Irrational Exuberance Is Here: VIX Lowest Since July 2007 As Options Speculation Highest Since Dot Com DaysSubmitted by Tyler Durden on 04/12/2010 09:58 -0400
The VIX has just hit the lowest level since July of 2007 as Sentiment Trader reports that "speculation in the options market has spiked to its highest levels since the spring of 2000." The government's endorsed moral hazard policy has now lead to the worst of both the dot.com and the housing bubbles. There is nothing that can ever again default or lose money: Uncle Sam is there with your money to guarantee it. Ben Bernanke sees no bubble anywhere.
Dudley talks theory, avoids practice, when discussing the driving force behind today's market - the biggest asset bubble reflation in history. Although to be fair, Dudley does destroy the concept of efficient markets and notes that when we enter the irrational exuberance everyone piles on the same side of the trade, only to realize there is nobody to sell to when the bubble pops. Dudley says nothing to indicate that Fed pundits are anything beyond theoretical puppets of Wall Street, whose sole purpose is to reflate the market to the highest possible point before recent events catch up with Wall Street surreality. And we quote, courtesy of Geoffrey Batt: state of emergency in Thailand, Kyrgyzstan and parts of South Africa, increasing violence in Iraq and Pakistan, bombing in India, multiple bombings in Russia, imminent Greek default, talk of Iran invasion, Karzai claiming he may join the Taliban, South Korean ship attacked and destroyed, Israel considering using nukes as a preemptive weapon, UK elections, massive banker backlash, and so much more.

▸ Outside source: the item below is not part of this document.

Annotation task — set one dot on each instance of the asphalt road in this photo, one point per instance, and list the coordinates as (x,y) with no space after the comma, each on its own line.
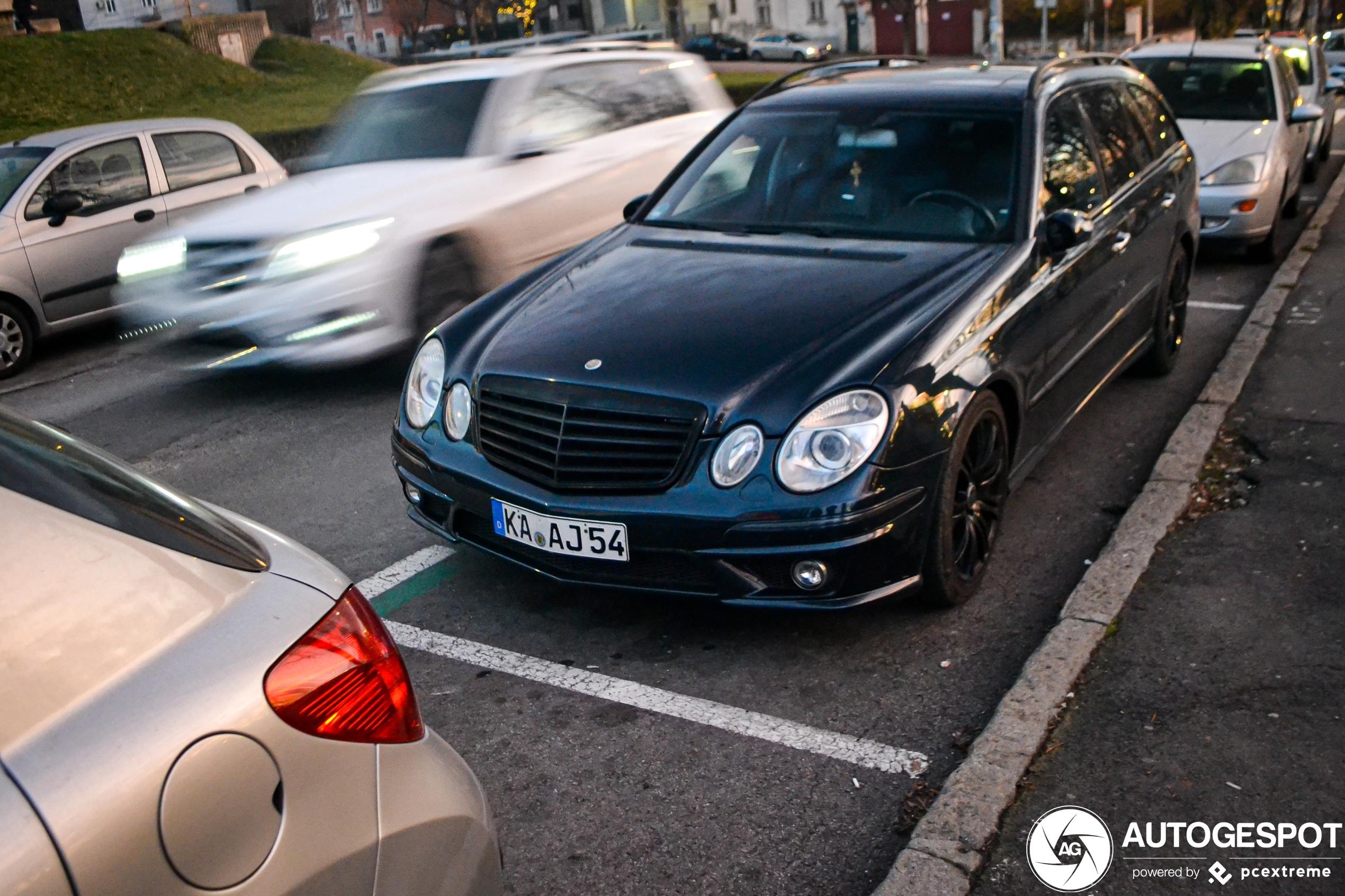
(604,798)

Yet all investors care about is whether the iPad's WiFi can penetrate 1 inch of drywall (ignoring that by buying apple shares, they are selling life insurance on Steve Jobs), and whether everyone can pretend just long enough that there is nothing moving this market but excess liquidity, before it all unravels with the 1% of the population that has profitted the most long taken profits and relaxing on a beach in a non-extradition Pacific island.